= Dong Xi (writer) =

Dong Xi (simplified Chinese: 东西; traditional Chinese: 東西; pinyin: Dōng Xī; born 1966) is the pen name of Tian Dailin (simplified Chinese: 田代琳; traditional Chinese: 田代琳; pinyin: Tián Dàilín). He was born in Tian'e County in Guangxi. Dong Xi is a writer of novels, short stories, and screenplays. Six of his works have been adapted for movie and television. He is a member of China Writers Association and the All China Youth Federation and vice-chairman of Guangxi Federation of Literature and Art. He splits his time between a post at the Guangxi University for Nationalities and Beijing.

== Early life and first publications ==
Dong Xi was born in Guli in northwest Guangxi. His family suffered during the Cultural Revolution due to their formerly privileged status. Following the beginning of the reform and opening up, Dong Xi was able to join the Chinese department of Hechi Normal College (now known as Hechi University), a small college in northwestern Guangxi on the southern end of the Yunnan–Guizhou Plateau. It was at school that Dong Xi began submitting work to literary journals and magazines, including Tibet Literature, West China Literature, and Guangxi Literature. In the fall of 1992, Dong Xi broke into major literary magazines, publishing short fiction and two novellas in Harvest, Flower City and Chinese Writer.

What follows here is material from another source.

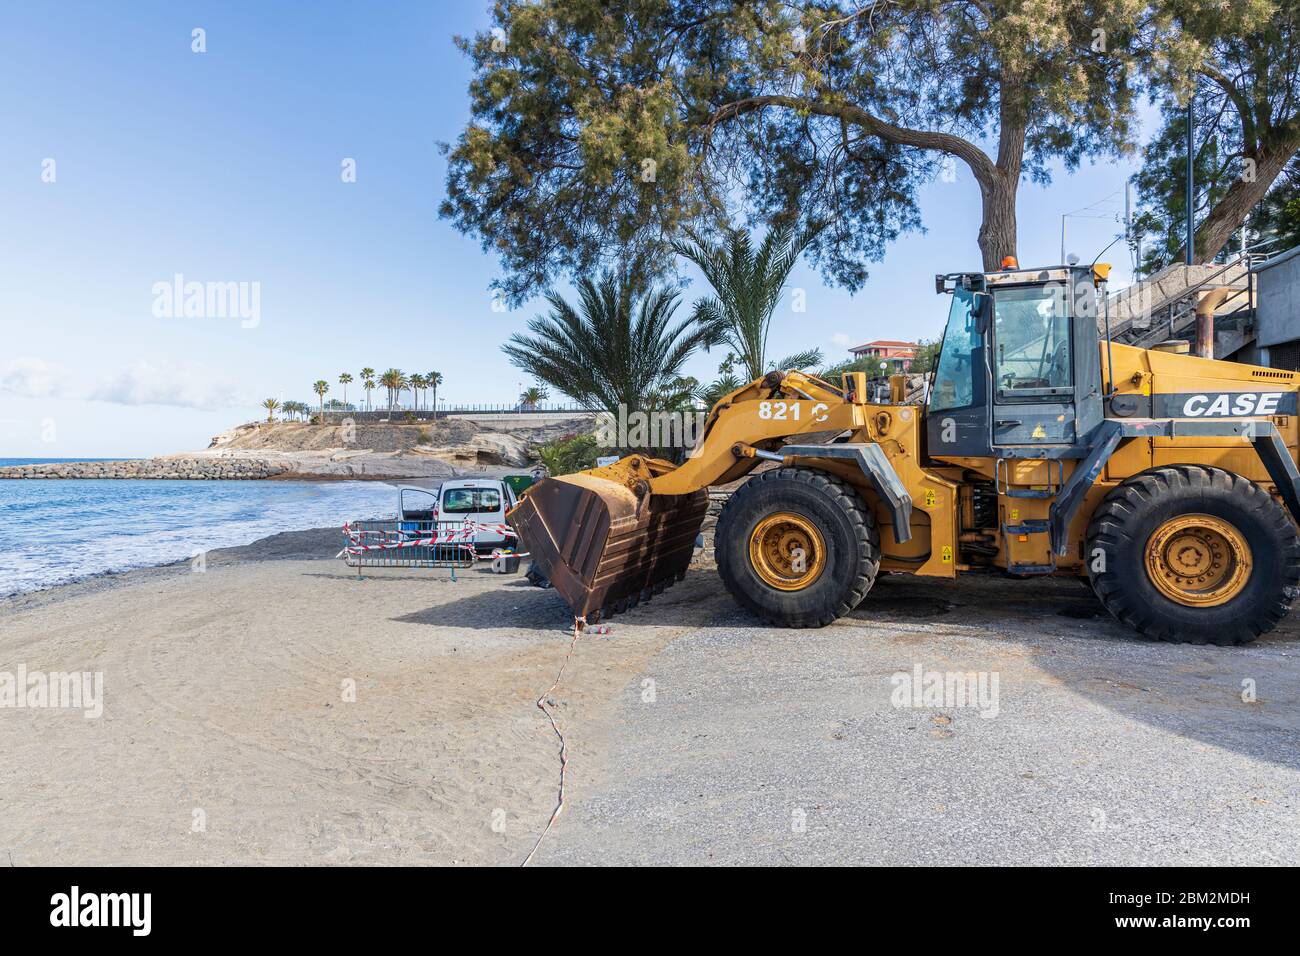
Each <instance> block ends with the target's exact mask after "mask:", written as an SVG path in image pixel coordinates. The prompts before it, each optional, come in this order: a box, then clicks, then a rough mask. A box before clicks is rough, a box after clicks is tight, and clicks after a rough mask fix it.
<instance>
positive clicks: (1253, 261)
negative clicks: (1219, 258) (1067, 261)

== Success as a writer and adapting work for the screen ==
Dong Xi's short fiction and novellas are often grouped together with other work from writers that emerged in urban China in the 1980s. He eventually moved to Beijing and began working with screenwriters, as well as adapting his own work for TV and film. His most notable adaptation for film is the 2002 film, Sky Lovers, based on his novel, Life Without Language (the same novella was adapted for a 20-episode TV series by Guangxi Mandile Film and Culture Co. Ltd.). The adaptation won a Best Artistic Contribution at the 15th Tokyo International Film Festival. My Sister's Dictionary (2005) was adapted from Dong Xi's A Resounding Slap in the Face (1998).

== Notable works ==
- Life Without Language (Nanjing: Jiangsu Literature and Art Publishing House, 1995). Adapted for the 2002 film, Sky Lovers. Won the Lu Xun Literary Prize's National Excellent Novella Award in 1995. Translated as "Life Without Language" by Dylan Levi King in Chinese Literature Today (Volume 7, 2018).
- A Resounding Slap in the Face (Changchun: Changchun Publishing House, 1998). Currently untranslated. Adapted for TV as Slap! and for film as My Sister's Dictionary (2005).
- Record of Regret (Beijing: People's Literature Publishing House, 2005). Translated as Record of Regret by Dylan Levi King for University of Oklahoma Press (2018).
- Fate Rewritten (Shanghai: Shanghai Literature and Art Publishing House, 2015). Translated as Fate Rewritten by John Balcom for Sinoist Books (2024).
- Ripples in the Lake (Beijing: People's Literature Publishing House, 2021). Won the Mao Dun Literature Prize in 2023. Translated as Ripples in the Lake by James Trapp for Sinoist Books (2026).